The piece goes on and on about wage premiums and defined benefit plans, et cetera, and comes to the obvious conclusion that governments must cut spending and that it’s time for the fat and lazy public sector workers to bear the brunt of this because of their stable, secure jobs and incomes (Interestingly, a recent piece in The New Yorker references a recent study that concludes that, when controlled for a host of variables, “public employees are not actually paid more than their private-sector counterparts” ).
NUPGE President James Clancy has written The Economist to respond to the aforementioned article. In it, he fittingly accuses the magazine of “failing to provide readers with an analytical report of the causes of the global recession and its impact on public finances and workers.”
He goes on to make some additional valid points. First, public sector workers did not cause the debt and deficit crisis in which we find ourselves. It resulted from greed and an under-regulated financial system that was allowed to run amok.
In addition, the public sector in Canada has been downsized and privatized. Public employees have also faced layoffs and cuts to wages and benefits over the last decade. Many of these have seen workloads increase and wages fall in real and relative terms over this period.

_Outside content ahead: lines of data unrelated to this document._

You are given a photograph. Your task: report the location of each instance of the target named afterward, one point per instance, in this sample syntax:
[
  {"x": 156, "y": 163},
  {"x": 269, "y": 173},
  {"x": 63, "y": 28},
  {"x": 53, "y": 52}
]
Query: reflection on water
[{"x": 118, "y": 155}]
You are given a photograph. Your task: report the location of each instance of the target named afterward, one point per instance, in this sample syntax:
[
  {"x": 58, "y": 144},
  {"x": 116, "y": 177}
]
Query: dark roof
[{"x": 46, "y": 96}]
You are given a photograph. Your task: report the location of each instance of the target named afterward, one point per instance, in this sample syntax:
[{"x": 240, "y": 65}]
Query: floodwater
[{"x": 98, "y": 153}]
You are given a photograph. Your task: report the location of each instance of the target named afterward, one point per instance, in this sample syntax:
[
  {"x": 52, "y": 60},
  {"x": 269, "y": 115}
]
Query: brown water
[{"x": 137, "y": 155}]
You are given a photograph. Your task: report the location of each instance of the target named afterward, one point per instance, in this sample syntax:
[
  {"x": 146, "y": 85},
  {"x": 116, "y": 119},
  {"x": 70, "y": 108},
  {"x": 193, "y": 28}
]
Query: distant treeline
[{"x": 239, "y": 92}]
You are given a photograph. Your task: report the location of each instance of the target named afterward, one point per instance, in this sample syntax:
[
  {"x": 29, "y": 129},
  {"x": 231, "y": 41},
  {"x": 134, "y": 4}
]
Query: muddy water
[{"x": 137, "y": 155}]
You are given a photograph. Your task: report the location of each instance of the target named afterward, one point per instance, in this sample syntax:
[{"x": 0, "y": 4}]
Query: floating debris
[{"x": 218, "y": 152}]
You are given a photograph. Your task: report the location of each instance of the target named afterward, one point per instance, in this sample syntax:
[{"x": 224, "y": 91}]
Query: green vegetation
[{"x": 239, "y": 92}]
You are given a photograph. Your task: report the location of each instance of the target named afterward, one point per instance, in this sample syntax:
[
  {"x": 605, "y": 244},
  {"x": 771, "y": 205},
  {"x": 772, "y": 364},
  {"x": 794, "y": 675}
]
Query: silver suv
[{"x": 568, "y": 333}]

But perhaps the best point Clancy makes is his last. Canada would not have universal health care, quality public education, unemployment benefits or a strong public pension system without unions. As he states, “The services and programs our members deliver are an integral part of tackling inequality and providing a good quality of life for all families in Canada. We believe that protecting our members’ interest is actually protecting the interests of the public and we’ll continue to fight for quality public services for all citizens of our country.”

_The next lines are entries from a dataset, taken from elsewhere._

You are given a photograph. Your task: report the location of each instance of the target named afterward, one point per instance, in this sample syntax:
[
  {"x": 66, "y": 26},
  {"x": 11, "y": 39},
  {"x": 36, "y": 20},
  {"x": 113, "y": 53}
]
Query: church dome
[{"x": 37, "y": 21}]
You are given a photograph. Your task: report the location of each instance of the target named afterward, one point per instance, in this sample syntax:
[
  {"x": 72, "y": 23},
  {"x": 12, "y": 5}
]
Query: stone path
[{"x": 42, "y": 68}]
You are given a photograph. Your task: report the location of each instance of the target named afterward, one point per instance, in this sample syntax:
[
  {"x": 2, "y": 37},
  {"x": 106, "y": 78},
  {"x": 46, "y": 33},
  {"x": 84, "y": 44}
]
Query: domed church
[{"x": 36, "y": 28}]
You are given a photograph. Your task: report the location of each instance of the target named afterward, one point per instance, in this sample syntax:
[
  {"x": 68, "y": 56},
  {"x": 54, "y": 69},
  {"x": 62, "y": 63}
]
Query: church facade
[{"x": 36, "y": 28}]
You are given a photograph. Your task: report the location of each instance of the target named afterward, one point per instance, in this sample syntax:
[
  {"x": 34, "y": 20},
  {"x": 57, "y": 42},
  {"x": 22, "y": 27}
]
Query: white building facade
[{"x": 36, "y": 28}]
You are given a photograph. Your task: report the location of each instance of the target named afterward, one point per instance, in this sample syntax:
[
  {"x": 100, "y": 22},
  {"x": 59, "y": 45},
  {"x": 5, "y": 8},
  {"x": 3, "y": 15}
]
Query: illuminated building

But the antipathy toward unions will likely continue as the economy struggles, particularly in the United States. People need a scapegoat when times get hard. And corporations and banks and all those responsible for the mess we find ourselves in certainly don’t want to take a long hard look in the mirror. It’s much easier to try to drag someone down than to endeavour to improve the working conditions of those middle-class private sector workers that unfortunately do not have the benefit of being unionized.
Comments
Comments are now closed
Sometimes you are better off with out a union. As the union I am in does not care about its members. They soon forget its us members that pay their wages. A rep tells his members that he can get anyone off the street to do their job. I would try and have him thrown out as the rep. MGEU you better listen and take your blinders off.